21.4.1 Multivariate Normal Distribution

The multivariate normal distribution is a higher-dimensional version of the univariate normal distribution. The MVN distribution has a vector of means of length \(k\) and a \(k\)-by-\(k\) variance-covariance matrix.

We show that a random vector is multivariate normally distributed with

\[ \vec{X} \sim \mathcal{N}(\vec\mu, \boldsymbol\Sigma) \tag{21.2}\]

The PDF of a multivariate normally distributed random variable is

\[ f(x) = (2\pi)^{-k/2}det(\boldsymbol\Sigma)^{-1/2}\exp\left(-\frac{1}{2}(\vec{x} - \vec\mu)^T\boldsymbol\Sigma^{-1}(\vec{x} - \vec\mu)\right) \tag{21.3}\]

21.4.2 K-Means Clustering

K-Means Clustering is a heuristic-based approach to finding latent groups in data. The algorithm assigns each observation to one and only one group through a two step iteration that minimizes the Euclidean distance between observations and centroids for each group.

Consider the following data set.

Code
data <- tibble(x = c(1, 2, 1, 4, 7, 10, 8),
               y = c(5, 4, 4, 3, 7, 8, 5))

ggplot() +
  geom_point(data = data, aes(x, y), size = 2) +
  scale_x_continuous(limits = c(0, 10)) +
  scale_y_continuous(limits = c(0, 10)) +
  coord_equal() +
  theme_minimal()

Step 1: Randomly place K centroids in your n-dimensional vector space

Code
centroids <- tibble(x = c(2, 5),
                  y = c(5, 5),
                  cluster = c("a", "b"))

ggplot() +
  geom_point(data = data, aes(x, y), size = 2) +
  geom_point(data = centroids, aes(x, y, color = cluster), size = 4) +
  scale_x_continuous(limits = c(0, 10)) +
  scale_y_continuous(limits = c(0, 10)) +
  coord_equal() +
  theme_minimal()

Step 2: Calculate the nearest centroid for each point using a distance measure

Code
centroids <- tibble(x = c(2, 5),
                  y = c(5, 5),
                  cluster = c("a", "b"))

ggplot() +
  geom_point(data = data, aes(x, y), size = 2) +
  geom_point(data = centroids, aes(x, y, color = cluster), size = 4) +
  geom_line(aes(x = c(4, 2), y = c(3, 5)), linetype = "dashed") +  
  geom_line(aes(x = c(4, 5), y = c(3, 5)), linetype = "dashed") +
  scale_x_continuous(limits = c(0, 10)) +
  scale_y_continuous(limits = c(0, 10)) +
  coord_equal() +
  theme_minimal()

Step 3: Assign each point to the nearest centroid

Code
data$cluster <- c("a", "a", "a", "b", "b", "b", "b")

ggplot() +
  geom_point(data = data, aes(x, y, color = cluster), size = 2) +
  geom_point(data = centroids, aes(x, y, color = cluster), size = 4) +
  scale_x_continuous(limits = c(0, 10)) +
  scale_y_continuous(limits = c(0, 10)) +
  coord_equal() +
  theme_minimal()

Step 4: Recalculate the position of the centroids based on the means of the assigned points

Code
centroids2 <- data %>%
  group_by(cluster) %>%
  summarize(x = mean(x), y = mean(y))

ggplot() +
  geom_point(data = data, aes(x, y, color = cluster), size = 2) +
  geom_point(data = centroids, aes(x, y), size = 4, alpha = 0.25) +
  geom_point(data = centroids2, aes(x, y, color = cluster), size = 4) +  
  scale_x_continuous(limits = c(0, 10)) +
  scale_y_continuous(limits = c(0, 10)) +
  coord_equal() +
  theme_minimal()

Step 5: Repeat steps 2-4 until no points change cluster assignments

Code
data$cluster <- c("a", "a", "a", "a", "b", "b", "b")

ggplot() +
  geom_point(data = data, aes(x, y, color = cluster), size = 2) +
  geom_point(data = centroids2, aes(x, y, color = cluster), size = 4) +  
  scale_x_continuous(limits = c(0, 10)) +
  scale_y_continuous(limits = c(0, 10)) +
  coord_equal() +
  theme_minimal()

Exercise 3
  1. Use library(tidyclust) to cluster the faithful data into three clusters.

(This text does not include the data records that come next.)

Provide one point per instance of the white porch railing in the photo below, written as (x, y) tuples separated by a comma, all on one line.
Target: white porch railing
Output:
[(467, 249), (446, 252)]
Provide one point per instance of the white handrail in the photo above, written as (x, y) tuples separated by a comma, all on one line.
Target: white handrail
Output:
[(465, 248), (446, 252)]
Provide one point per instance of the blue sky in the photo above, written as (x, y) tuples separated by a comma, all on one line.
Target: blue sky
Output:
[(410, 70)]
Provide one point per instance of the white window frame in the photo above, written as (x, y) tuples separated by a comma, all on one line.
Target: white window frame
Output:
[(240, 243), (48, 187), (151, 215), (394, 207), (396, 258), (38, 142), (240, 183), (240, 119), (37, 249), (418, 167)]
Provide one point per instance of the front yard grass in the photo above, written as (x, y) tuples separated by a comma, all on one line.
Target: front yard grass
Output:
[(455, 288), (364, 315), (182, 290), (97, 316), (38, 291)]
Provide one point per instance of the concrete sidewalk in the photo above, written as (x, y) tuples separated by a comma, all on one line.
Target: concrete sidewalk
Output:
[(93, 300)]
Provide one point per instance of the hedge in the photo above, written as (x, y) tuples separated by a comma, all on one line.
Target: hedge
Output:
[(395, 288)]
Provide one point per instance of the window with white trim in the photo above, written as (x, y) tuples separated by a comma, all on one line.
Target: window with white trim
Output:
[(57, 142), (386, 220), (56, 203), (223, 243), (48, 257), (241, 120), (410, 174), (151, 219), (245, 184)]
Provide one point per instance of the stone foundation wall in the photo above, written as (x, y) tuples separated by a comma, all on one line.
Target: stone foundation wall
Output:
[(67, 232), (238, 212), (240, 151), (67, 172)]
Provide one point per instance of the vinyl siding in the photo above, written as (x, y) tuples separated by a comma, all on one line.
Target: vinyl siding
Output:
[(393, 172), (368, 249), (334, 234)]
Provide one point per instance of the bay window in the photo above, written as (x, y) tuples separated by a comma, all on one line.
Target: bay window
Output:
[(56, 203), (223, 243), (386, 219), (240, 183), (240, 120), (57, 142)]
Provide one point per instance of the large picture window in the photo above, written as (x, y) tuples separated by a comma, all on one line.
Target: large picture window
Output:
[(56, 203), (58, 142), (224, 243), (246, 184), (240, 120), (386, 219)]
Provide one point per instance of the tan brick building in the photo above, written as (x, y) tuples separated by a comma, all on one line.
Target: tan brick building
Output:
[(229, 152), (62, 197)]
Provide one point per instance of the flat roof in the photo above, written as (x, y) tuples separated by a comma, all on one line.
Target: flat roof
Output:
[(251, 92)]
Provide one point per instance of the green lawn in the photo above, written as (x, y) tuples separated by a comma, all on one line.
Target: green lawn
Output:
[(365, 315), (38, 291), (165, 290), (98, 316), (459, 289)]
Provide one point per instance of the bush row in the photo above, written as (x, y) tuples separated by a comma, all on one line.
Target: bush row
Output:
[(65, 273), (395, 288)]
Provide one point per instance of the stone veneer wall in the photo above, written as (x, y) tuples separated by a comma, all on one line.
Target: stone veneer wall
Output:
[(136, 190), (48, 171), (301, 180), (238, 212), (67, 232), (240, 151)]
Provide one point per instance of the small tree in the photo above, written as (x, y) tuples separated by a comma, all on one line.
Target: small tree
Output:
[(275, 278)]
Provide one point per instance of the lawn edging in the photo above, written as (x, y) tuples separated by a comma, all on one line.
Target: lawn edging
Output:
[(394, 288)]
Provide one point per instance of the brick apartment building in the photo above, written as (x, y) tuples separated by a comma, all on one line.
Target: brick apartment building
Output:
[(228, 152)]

21.5 Mixture Modeling/Model-Based Clustering

Until now, we’ve assumed that we’ve known all parameters when working with mixture distributions. What if we want to learn these parameters/make inferences about these parameters?

The process of making inferences about latent groups is related to K-Means Clustering. While K-Means Clustering is heuristic based, mixture modeling formalize the process of making inferences about latent groups using probability models. Gaussian mixture models (GMM) are a popular mixture model.

Mixture Modeling

Mixture modeling is the process of making inferences about sub populations using data that contain sub population but no labels for the sub populations.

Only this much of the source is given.